I get people who believe you were born a man or a woman and you should stay that way. I get people who cannot accept gays because it is against their religion. It is against mine (well, not being gay, but acting on it). But I am a tolerant person who believes love is love and you cannot make yourself one way.

I get women's wanting the right to choose. I likely won't fight to end abortion. But I am pro-life; that is likely not going to change. And I am pro-life in everyway, whether a baby in the womb or an adult on death row.

And I get so many other things. I can see both sides, and a third side in many cases.

So even though I will be sitting out the primary this year, because unless you are a D or an R, you don't get to participate in PA, I am okay with that for now. As I said on FB, I just need to be "single" for awhile.

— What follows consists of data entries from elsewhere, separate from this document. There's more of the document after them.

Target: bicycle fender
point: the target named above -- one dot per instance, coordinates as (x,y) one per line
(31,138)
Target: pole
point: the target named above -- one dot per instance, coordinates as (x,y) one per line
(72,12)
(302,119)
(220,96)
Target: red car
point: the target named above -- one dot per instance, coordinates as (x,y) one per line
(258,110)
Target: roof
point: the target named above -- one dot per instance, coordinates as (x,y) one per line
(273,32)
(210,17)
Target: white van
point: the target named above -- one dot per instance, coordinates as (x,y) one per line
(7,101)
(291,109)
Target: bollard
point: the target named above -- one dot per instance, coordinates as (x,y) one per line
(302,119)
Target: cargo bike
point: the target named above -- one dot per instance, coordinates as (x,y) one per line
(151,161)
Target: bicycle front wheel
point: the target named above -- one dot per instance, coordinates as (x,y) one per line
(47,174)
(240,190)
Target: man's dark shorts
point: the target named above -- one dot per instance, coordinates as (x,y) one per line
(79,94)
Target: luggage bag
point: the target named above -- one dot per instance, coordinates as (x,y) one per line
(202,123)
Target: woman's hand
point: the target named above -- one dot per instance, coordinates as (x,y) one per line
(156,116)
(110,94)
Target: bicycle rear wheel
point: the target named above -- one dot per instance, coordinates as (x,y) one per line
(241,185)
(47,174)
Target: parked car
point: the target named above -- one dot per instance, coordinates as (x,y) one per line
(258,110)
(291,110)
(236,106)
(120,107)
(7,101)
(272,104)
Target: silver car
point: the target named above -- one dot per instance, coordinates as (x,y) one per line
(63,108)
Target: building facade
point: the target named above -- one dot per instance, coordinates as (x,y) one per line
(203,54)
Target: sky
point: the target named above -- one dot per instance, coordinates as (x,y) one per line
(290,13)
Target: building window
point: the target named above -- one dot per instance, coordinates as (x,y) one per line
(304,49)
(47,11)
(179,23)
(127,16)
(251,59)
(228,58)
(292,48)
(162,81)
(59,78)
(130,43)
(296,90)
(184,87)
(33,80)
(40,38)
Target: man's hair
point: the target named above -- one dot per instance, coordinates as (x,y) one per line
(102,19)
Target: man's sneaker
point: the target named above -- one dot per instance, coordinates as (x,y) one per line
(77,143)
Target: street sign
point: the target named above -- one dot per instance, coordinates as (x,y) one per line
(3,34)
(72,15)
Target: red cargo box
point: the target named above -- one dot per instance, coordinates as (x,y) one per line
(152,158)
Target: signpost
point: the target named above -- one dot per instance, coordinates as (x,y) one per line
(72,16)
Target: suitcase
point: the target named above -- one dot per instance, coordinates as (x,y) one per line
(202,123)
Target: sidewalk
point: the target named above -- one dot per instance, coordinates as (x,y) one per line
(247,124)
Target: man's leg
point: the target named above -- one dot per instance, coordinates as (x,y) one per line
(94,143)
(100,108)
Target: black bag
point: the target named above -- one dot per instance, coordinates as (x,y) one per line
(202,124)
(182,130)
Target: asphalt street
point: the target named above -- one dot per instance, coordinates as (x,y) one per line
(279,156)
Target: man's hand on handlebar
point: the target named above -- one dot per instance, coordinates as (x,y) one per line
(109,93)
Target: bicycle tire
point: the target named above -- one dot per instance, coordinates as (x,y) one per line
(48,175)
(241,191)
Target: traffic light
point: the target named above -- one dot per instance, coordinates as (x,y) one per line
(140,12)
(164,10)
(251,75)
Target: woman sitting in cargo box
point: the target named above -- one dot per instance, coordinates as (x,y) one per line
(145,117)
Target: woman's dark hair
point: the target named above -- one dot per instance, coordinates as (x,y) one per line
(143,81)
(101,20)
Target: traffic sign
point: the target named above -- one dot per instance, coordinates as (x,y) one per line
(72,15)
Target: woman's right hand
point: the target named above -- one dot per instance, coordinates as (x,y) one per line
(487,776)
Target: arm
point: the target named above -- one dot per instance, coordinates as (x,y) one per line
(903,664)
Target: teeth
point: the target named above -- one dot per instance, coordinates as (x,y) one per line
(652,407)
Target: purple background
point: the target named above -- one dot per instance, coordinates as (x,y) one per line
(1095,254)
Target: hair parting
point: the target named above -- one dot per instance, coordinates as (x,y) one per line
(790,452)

My Other party is about kindness; it is not about hate. My Other party is about seeing both sides and not being so quick to dismiss differing viewpoints. My Other party is about standing up for what we think is right or at least speaking up against what seems to be wrong. My Other party is about fighting the good fight. It's about helping others. It's about trying to do the right thing. It is about respecting ALL lives, no matter what stage, religion, nationality, job, gender, orientation, socio-economic status. My Other party is about starting small and caring about the community around us and focusing on things we can have an effect on. My Other party is about hoping for the best, but knowing the worst could happen. My Other party is wanting people, all people, including the President, to succeed. My Other party is about working hard and doing our best. My Other party is about saying sorry when we are wrong, and forgiving others both for our and their sakes. It is about saying thanks to those who deserve appreciation. It is about moving on and not beating ourselves and others up because we screwed up.

I am an Other, and that is just where I need to be right now.

The End. But hopefully really just the beginning.